There are some advices for all the people that are in high risk fore developing this syndrome! Some of the most effective are:
  • avoiding dry or irritating environments, such as cigarette smoke
  • drinking plenty fluids to help prevent drying of the eyes
  • not sleeping-in late, as corneal hydration from lid closure may be a factor affecting epithelial adhesion
  • use of long-lasting eye ointments applied before going to bed
  • Keep high quality artificial tears within reach at bedtime. If eyes feel stuck upon awakening, insert the tip of tears bottle slightly into inner corner of eye, gently squirting the tears, which will seep under the eyelid, often allowing opening of eyes without an erosion episode. Several repeated applications of tears may be necessary.
  • Control air quality and humidity while sleeping.
  • Avoid having an over ventilated room while you sleep.
  • Having air flowing over your face, even with your eyes closed, can and will increase eye dryness.
  • Cool, moist and still air is the best environment to prevent unnecessary evaporation of eye moisture.

 

Treatment of recurrent corneal erosion


The cornea has a remarkable ability to heal itself, so treatment is designed to minimize complications.

Lubricants

If the abrasion is very small, the doctor might just suggest an eye lubricant and a follow-up visit the next day. A very small abrasion should heal in one to two days; others usually in one week.

Antibiotics

However, to avoid a possible infection, an antibiotic eye drop may be prescribed. Sometimes additional eye drops may make the eye feel more comfortable.

Patching

Depending upon the extent of the abrasion, some doctors may patch the affected eye. It is very important to go for the follow-up checkup to make sure an infection does not occur. Use of contact lenses should not be resumed without the doctor's approval.
 
The immediate treatment goal of an acute corneal epithelial erosive episode is to promote epithelial regeneration and reestablish an intact ocular surface.
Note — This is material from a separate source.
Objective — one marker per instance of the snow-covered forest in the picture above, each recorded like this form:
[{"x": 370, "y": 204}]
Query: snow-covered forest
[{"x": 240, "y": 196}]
This often must be maintained for sufficient time to allow reformation of the normal basement membrane complexes responsible for tight adhesion. It is important, however, not to confuse epithelial cysts or dots, which are characteristic of newly healed epithelium, with signs of anterior basement membrane dystrophy. An attempt at recording visual acuity should be made. For an abrasion, first examine the eyelid and the palpebral conjunctiva, ocular surface and fornices to rule out the presence of a foreign body. The area of erosion may appear like a wrinkled carpet or even as a frank epithelial defect. The size of the epithelial defect can be determined with the instillation of fluorescein.

Prognosis

Everyone should wear eye protection whenever this is recommended. This should be standard practice when using power tools and playing certain sports. Eyeglasses should be worn when whenever it is possible because the injury could occur in most amazing situations!
Contact lens wearers should be careful to follow their doctors' instructions on caring for and wearing their lenses. Ill-fitting or dirty lenses could lead to an abrasion, so patients should go for their prescribed checkups.